I remember an old stock-picking advice that can be adapted to choosing an area of specialization: look around and see what indispensable products and services you and the people around you use. Consider how you’d improve them, develop your ideas, and see what excites your passion. The reality is that no software exists in a vacuum without users or business needs. You will have to choose one or another eventually. For me, that specialization became financial technology and related areas like CRM, ERP, payroll, and HCM.
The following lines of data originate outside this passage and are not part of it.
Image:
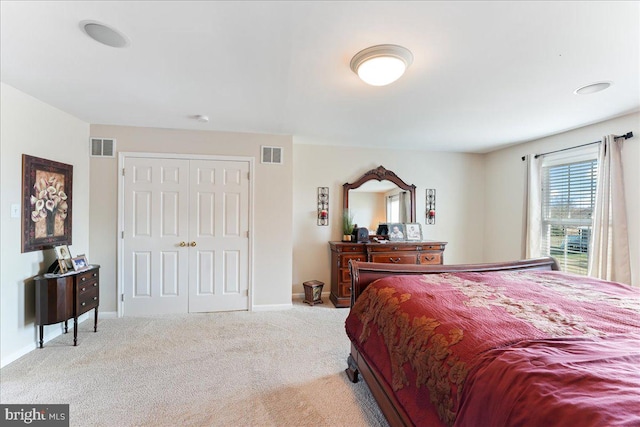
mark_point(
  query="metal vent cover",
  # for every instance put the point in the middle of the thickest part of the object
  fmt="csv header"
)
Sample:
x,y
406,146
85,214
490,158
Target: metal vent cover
x,y
272,155
102,147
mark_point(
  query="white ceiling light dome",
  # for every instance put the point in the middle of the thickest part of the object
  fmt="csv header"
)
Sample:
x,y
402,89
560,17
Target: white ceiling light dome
x,y
593,88
104,34
382,64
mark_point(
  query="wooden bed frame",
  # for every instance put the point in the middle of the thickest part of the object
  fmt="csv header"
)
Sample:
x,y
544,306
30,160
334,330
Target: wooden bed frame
x,y
364,273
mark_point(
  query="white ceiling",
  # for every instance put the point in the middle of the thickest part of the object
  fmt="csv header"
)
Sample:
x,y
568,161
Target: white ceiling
x,y
484,75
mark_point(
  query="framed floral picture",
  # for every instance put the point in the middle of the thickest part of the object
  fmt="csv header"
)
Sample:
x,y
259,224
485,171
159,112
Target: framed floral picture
x,y
46,203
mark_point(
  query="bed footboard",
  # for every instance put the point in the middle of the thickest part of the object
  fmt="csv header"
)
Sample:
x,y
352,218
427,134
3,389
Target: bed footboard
x,y
363,273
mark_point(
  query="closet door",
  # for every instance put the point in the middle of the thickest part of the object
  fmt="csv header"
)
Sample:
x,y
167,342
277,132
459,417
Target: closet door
x,y
218,233
156,223
186,228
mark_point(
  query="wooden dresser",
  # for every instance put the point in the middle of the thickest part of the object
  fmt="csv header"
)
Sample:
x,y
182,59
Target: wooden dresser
x,y
62,297
425,252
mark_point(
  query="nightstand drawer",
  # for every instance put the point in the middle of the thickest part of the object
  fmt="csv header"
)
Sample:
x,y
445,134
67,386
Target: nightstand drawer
x,y
88,299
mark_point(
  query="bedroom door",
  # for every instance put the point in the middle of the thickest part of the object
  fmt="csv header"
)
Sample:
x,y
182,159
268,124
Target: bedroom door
x,y
185,238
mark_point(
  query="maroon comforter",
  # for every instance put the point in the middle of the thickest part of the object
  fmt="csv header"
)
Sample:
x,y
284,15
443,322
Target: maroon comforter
x,y
504,348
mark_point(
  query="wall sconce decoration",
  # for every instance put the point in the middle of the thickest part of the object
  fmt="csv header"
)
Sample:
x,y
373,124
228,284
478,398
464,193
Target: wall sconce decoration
x,y
323,205
431,206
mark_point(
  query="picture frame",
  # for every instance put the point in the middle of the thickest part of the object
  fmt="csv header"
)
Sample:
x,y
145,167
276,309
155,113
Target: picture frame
x,y
413,231
46,203
396,232
62,252
80,263
63,267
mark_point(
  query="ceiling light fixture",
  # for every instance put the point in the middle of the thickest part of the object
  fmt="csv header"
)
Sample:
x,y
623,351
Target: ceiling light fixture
x,y
592,88
104,34
382,64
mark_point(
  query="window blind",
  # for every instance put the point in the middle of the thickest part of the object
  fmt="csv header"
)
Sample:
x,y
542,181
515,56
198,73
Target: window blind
x,y
568,200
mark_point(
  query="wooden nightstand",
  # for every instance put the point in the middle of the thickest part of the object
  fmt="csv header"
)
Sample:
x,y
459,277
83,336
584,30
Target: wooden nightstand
x,y
62,297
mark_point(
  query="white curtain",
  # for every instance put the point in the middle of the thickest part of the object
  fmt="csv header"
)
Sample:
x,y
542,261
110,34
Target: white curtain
x,y
534,207
609,251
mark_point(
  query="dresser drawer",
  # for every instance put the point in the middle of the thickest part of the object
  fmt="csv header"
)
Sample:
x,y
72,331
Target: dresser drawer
x,y
87,277
344,259
352,248
395,258
390,247
87,300
431,258
87,287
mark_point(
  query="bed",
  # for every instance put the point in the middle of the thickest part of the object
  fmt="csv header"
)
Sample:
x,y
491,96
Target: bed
x,y
516,343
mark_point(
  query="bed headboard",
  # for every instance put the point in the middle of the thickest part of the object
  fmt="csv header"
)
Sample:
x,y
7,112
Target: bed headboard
x,y
363,273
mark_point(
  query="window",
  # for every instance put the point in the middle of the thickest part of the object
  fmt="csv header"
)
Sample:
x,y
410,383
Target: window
x,y
568,200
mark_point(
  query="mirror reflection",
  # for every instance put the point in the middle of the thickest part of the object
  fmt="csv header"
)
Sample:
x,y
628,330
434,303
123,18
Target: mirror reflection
x,y
376,202
379,196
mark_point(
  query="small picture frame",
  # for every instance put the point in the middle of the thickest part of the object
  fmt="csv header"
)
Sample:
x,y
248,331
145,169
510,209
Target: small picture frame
x,y
396,232
62,252
62,266
80,263
413,231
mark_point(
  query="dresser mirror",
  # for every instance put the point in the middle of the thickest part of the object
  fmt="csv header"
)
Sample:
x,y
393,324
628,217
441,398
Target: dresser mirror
x,y
379,196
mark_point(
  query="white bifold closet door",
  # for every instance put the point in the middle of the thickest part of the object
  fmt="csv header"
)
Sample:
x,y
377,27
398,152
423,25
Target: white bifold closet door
x,y
185,234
Suppose you insist on staying at the core of computer science. Let me give you some ideas to consider:
- Cyber-security will never have any shortage of jobs or challenges to solve,
- Related to cybersecurity is cryptography,
- High-performance computing (even AI needs to run on some platforms),
- Platform-based ecosystems (AI does not exist in a vacuum; I am going to elaborate on this in another blog post)
There are no instructions
It is very easy to build a new app from scratch -- vibe-coding or not. Very few projects start from zero lines of code. You have to work with vague requirements and immutable obstacles. There are no instructions.
What differentiates someone with a deep computer science background from someone without is their ability to turn abstract ideas into complex working systems, building upon existing technology and legacy code. Today’s world runs on billions of lines of legacy code: banks, governments, and airlines. Payments are made, funds are transferred, wars start and end, and airplanes fly. Your work must build upon what is already out there.
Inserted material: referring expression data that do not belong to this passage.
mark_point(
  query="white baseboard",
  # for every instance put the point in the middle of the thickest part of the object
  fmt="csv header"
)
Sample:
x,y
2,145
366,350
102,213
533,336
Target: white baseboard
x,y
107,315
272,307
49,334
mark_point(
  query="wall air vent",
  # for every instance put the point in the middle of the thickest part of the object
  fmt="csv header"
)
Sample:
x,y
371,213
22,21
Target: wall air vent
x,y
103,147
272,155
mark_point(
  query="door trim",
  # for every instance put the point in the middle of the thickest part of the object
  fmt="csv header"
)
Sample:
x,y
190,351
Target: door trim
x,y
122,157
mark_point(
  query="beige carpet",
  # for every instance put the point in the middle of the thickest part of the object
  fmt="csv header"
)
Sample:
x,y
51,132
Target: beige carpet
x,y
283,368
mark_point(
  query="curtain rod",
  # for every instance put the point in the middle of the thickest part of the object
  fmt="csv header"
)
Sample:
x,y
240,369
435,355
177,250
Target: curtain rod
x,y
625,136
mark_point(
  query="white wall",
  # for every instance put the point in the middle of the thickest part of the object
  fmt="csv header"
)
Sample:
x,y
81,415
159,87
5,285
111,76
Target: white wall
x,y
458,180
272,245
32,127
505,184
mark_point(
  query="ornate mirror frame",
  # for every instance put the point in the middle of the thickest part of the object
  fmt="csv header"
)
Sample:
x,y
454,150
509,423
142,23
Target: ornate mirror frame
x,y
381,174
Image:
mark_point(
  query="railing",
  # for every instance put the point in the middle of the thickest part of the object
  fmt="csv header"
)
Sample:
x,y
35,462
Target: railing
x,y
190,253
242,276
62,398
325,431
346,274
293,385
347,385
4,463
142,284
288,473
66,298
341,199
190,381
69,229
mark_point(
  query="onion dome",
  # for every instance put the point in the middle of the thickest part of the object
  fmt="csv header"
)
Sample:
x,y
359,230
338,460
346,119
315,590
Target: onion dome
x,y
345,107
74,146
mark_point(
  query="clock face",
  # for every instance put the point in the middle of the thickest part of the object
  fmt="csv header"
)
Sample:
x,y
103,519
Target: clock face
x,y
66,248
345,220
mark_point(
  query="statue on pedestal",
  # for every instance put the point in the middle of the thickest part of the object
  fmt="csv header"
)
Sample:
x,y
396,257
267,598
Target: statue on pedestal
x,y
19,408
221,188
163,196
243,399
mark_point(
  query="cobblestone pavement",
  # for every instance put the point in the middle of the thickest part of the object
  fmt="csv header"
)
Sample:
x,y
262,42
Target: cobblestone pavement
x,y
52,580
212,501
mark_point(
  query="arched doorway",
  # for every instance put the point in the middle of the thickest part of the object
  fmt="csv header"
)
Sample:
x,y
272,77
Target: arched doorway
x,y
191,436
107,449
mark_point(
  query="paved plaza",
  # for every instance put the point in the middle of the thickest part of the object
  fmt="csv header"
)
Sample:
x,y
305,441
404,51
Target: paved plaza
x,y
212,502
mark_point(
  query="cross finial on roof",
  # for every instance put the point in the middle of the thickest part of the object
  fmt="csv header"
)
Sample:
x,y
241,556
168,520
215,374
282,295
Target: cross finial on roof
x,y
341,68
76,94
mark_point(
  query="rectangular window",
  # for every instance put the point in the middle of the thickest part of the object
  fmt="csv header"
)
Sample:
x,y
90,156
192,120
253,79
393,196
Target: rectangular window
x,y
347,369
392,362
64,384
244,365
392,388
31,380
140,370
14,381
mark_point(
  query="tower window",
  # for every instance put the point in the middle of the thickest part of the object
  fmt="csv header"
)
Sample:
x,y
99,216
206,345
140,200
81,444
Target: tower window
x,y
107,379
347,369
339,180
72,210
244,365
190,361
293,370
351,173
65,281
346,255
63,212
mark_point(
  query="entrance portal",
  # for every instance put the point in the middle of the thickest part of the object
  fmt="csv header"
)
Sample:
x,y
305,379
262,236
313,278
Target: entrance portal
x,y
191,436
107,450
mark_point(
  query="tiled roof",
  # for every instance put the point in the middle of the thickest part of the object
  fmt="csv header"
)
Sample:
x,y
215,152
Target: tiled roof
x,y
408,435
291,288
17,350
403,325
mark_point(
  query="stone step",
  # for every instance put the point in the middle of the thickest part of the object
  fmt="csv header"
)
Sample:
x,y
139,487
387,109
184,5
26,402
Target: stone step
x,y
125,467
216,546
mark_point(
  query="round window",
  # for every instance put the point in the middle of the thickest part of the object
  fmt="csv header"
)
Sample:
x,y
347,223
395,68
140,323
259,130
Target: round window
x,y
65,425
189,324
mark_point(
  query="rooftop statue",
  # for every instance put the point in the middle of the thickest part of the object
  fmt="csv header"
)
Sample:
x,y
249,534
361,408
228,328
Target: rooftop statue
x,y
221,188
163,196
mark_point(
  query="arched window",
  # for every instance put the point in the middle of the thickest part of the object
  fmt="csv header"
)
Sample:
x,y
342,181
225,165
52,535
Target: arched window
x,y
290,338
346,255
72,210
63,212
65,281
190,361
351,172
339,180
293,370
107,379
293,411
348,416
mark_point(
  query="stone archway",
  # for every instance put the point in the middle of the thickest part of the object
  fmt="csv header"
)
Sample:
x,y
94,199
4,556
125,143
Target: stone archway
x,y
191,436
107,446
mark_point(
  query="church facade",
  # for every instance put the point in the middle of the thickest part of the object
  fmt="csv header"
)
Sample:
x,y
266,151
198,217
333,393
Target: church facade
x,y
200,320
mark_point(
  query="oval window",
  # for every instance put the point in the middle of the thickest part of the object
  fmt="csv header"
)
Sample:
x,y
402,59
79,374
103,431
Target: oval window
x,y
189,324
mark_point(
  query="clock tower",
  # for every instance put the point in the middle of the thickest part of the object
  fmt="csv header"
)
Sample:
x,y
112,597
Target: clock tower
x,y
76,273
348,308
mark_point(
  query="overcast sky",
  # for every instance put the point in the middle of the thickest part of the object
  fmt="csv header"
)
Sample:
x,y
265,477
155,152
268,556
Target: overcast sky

Someone with a three-month boot camp course in full-stack coding cannot do this work. Vibe-coding bros are not going to do this. AI could be a valuable tool in helping analyze legacy code, but it won’t wake up in the middle of the night when trades fail, or airplanes fall out of the sky. Someone with a background in scientific methods will, however.
Consider this analogy: even though a modern car can be assembled entirely by robots in the dark, car mechanics can charge as much as $200-$250/hour for some specialized repair and maintenance work. I am confident we’ll be called upon to “repair” AI-generated mess, just like we are called upon to clean up junior engineers’ mess. That is why those of us with strong systems and analytical thinking skills will remain marketable for decades -- true artisans in their fields are always successful.
Have a skills strategy
My call to action is simple: whatever you do, develop a skills strategy:
- Pay attention to emerging areas of innovation. Do an exercise every few weeks where you think of ways a new innovative technology might help you improve your productivity or the product you are working on. Example: Vibe Coding,
- Focus on developing skills for rapid adoption across the industry. This is where the highest demand for talent and money will be. Example: Generative AI adoption in the enterprise.
- Move away from commoditized skills. Once you see people around you doing the same work you’ve been doing for years, or even AI doing your job, you are at risk of being substituted. Example: full-stack development.